Using and rearranging formulae — changing the subject
Rearranging is solving in disguise. Instead of finding a numerical value, you isolate a chosen letter. Treat both sides equally and undo operations in reverse BIDMAS order.
The general strategy
- Identify the letter you want as the subject.
- Move every other term off that letter using inverse operations: + ↔ −, × ↔ ÷, square ↔ √.
- Work outwards, peeling layers in reverse BIDMAS order: undo addition/subtraction first, then multiplication/division, then powers/roots, then brackets.
- Whatever you do to one side, do to the other.
✦Worked example— Worked example 1 — single step
Make x the subject of y = x + 7.
Subtract 7 from both sides: y - 7 = x. So x = y - 7.
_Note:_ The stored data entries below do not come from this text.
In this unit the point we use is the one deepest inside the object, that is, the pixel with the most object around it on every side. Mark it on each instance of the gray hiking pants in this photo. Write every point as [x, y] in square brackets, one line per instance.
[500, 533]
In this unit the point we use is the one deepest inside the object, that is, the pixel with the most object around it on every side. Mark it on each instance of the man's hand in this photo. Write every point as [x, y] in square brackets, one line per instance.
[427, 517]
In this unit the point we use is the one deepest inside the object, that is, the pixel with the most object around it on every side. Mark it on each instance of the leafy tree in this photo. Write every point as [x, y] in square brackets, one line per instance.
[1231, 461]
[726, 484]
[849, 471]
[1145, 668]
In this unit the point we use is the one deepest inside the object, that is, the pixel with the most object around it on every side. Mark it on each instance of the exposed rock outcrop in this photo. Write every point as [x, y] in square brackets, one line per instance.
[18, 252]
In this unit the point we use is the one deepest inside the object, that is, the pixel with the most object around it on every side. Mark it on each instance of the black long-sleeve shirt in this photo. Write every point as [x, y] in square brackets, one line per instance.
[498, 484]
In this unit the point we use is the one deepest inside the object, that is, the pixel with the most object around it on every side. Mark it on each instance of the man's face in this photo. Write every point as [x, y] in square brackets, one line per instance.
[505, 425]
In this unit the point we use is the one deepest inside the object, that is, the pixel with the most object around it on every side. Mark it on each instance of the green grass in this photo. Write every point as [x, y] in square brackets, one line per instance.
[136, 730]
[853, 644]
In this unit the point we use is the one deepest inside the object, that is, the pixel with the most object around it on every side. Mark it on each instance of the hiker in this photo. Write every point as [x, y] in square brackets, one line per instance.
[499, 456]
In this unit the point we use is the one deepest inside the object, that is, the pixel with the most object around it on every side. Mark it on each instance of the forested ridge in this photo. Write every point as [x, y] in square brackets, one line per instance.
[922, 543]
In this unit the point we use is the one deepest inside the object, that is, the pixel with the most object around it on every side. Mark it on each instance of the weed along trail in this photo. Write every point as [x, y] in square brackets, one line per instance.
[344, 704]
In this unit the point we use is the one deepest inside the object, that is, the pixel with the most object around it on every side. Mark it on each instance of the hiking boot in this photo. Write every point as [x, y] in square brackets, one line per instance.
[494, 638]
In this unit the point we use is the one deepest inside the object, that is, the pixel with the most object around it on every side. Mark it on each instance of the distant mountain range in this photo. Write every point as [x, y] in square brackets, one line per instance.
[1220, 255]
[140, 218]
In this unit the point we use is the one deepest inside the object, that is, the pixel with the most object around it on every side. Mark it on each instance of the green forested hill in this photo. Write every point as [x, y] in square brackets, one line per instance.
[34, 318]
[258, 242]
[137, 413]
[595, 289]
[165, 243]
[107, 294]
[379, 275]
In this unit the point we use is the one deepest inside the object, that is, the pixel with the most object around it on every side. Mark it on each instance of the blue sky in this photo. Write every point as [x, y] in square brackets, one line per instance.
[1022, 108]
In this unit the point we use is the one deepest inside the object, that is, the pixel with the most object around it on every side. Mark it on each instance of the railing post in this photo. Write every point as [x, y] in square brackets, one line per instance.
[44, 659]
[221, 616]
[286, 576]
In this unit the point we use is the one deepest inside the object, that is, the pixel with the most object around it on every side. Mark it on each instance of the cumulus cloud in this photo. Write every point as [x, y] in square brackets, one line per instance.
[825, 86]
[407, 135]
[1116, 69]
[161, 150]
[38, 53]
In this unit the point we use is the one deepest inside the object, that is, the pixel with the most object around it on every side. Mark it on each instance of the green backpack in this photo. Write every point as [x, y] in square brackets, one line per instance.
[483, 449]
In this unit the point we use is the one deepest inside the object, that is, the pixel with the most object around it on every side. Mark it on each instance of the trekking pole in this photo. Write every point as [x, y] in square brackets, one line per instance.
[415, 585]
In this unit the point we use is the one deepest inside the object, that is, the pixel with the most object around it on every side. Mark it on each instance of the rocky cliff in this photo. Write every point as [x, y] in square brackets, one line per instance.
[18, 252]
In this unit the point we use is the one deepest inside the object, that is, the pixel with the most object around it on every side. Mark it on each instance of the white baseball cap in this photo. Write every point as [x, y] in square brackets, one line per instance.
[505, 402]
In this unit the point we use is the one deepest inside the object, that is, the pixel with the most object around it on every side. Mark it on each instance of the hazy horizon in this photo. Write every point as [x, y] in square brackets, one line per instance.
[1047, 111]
✦Worked example— Worked example 2 — two steps
Make x the subject of y = 4x - 3.
Add 3: y + 3 = 4x. Divide by 4: x = (y + 3)/4.
✦Worked example— Worked example 3 — fraction
Make r the subject of A = πr².
Divide by π: A/π = r². Square root: r = √(A/π) (positive root because radius is positive).
✦Worked example— Worked example 4 — letter in two places
Make x the subject of y = 3x + ax.
Factor x out of the right: y = x(3 + a). Divide: x = y/(3 + a).
This factor-and-divide trick is essential whenever the target appears more than once.
✦Worked example— Worked example 5 — fraction with target in denominator
Make x the subject of y = 5/(x - 2).
Multiply both sides by (x - 2): y(x - 2) = 5. Divide by y: x - 2 = 5/y. Add 2: x = 5/y + 2.
✦Worked example— Worked example 6 — root containing the target
Make x the subject of y = √(x + 3) - 1.
Add 1: y + 1 = √(x + 3). Square: (y + 1)² = x + 3. Subtract 3: x = (y + 1)² - 3.
⚠Common mistakes— Common mistakes (examiner traps)
- Wrong order of operations. Reverse BIDMAS — undo addition before division, division before squaring. Doing the inside layers first is the most common slip.
- Forgetting the ± when square-rooting. In
x² = 16, x = ±4. Many GCSE problems assume positive roots from context (lengths, radii); state the assumption. - Cancelling across an addition.
(x + a)/adoes not equalx. You can only cancel common factors. - Losing a sign when moving terms across the equals sign. Each move flips the sign.
- Ignoring the case where the target appears twice. Always factor first, then divide.
➜Try this— Quick check
Make c the subject of E = mc².
Divide by m: c² = E/m. Square root: c = √(E/m) (taking the positive root for physical mass).